Member of the Oklahoma Senate from the 31st district
- In office November 1990 – November 2004
- Preceded by: Paul Taliaferro
- Succeeded by: Don Barrington

Personal details
- Born: Sam Lee Helton August 31, 1954 Lawton, Oklahoma, U.S.
- Died: October 30, 2016 (aged 62) Walters, Oklahoma, U.S
- Party: Democratic Party
- Education: Western Oklahoma State College; Mid-American Christian University;

= Sam Helton =

Sam Helton (August 31, 1954 – October 30, 2016) was an American politician who served in the Oklahoma Senate representing the 31st district from 1990 to 2004.

==Biography==
Sam Lee Helton was born on August 31, 1954, in Lawton, Oklahoma, to Joe and Vallene Helton.
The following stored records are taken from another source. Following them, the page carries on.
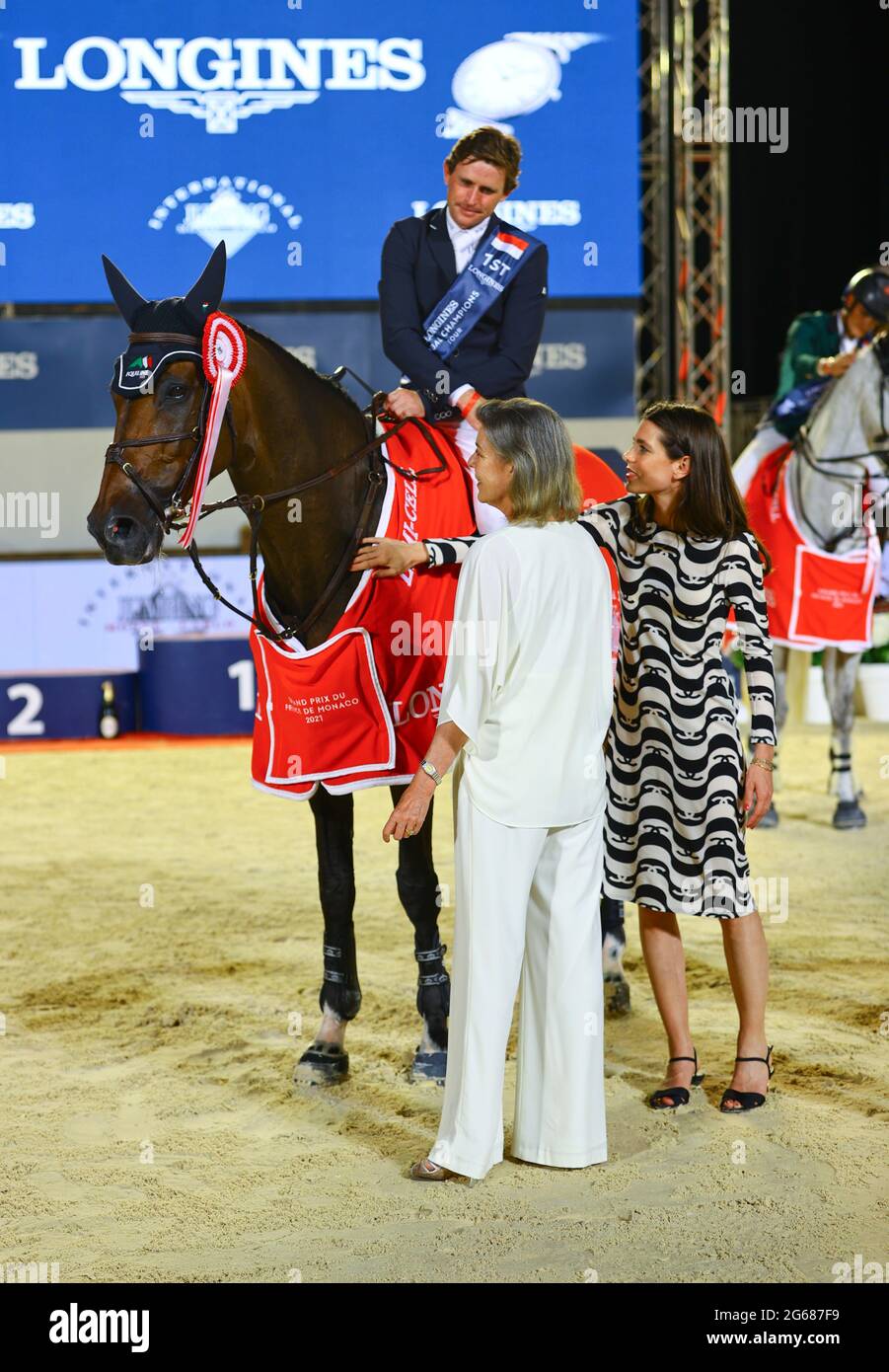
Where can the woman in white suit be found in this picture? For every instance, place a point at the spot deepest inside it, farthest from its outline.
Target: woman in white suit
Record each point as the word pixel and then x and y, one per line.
pixel 526 703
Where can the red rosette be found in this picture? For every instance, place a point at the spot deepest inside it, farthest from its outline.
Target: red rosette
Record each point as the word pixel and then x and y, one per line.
pixel 224 347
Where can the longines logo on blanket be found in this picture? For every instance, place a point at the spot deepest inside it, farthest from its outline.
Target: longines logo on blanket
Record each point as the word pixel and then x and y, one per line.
pixel 225 213
pixel 224 80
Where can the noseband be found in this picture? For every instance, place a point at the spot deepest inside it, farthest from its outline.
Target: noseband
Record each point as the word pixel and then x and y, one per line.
pixel 114 454
pixel 172 516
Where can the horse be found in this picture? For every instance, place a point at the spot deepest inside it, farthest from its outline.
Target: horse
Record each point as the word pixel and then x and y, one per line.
pixel 843 446
pixel 284 424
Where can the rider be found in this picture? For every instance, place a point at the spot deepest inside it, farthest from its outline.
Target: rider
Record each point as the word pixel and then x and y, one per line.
pixel 463 298
pixel 819 345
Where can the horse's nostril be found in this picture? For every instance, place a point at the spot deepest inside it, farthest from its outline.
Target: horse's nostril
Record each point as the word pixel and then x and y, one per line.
pixel 118 528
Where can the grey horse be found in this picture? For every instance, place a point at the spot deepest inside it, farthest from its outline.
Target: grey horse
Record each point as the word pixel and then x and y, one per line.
pixel 843 445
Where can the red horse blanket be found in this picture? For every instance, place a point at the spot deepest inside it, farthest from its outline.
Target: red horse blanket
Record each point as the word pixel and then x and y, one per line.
pixel 814 598
pixel 361 708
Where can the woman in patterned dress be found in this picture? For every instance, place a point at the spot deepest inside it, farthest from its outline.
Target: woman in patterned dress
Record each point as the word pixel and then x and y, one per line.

He graduated from Lawton High School in 1972. He attended Cameron University before earning an associate's degree from Western Oklahoma State College and a bachelor's degree Mid-American Christian University in Oklahoma City. In 1982, he joined the Lawton Police Department. Helton was elected to the Oklahoma Senate as a member of the Democratic Party representing the 31st district from 1990 to 2004. He was preceded in office by Paul Taliaferro and succeeded in office by Don Barrington. He died on October 30, 2016, in Walters, Oklahoma.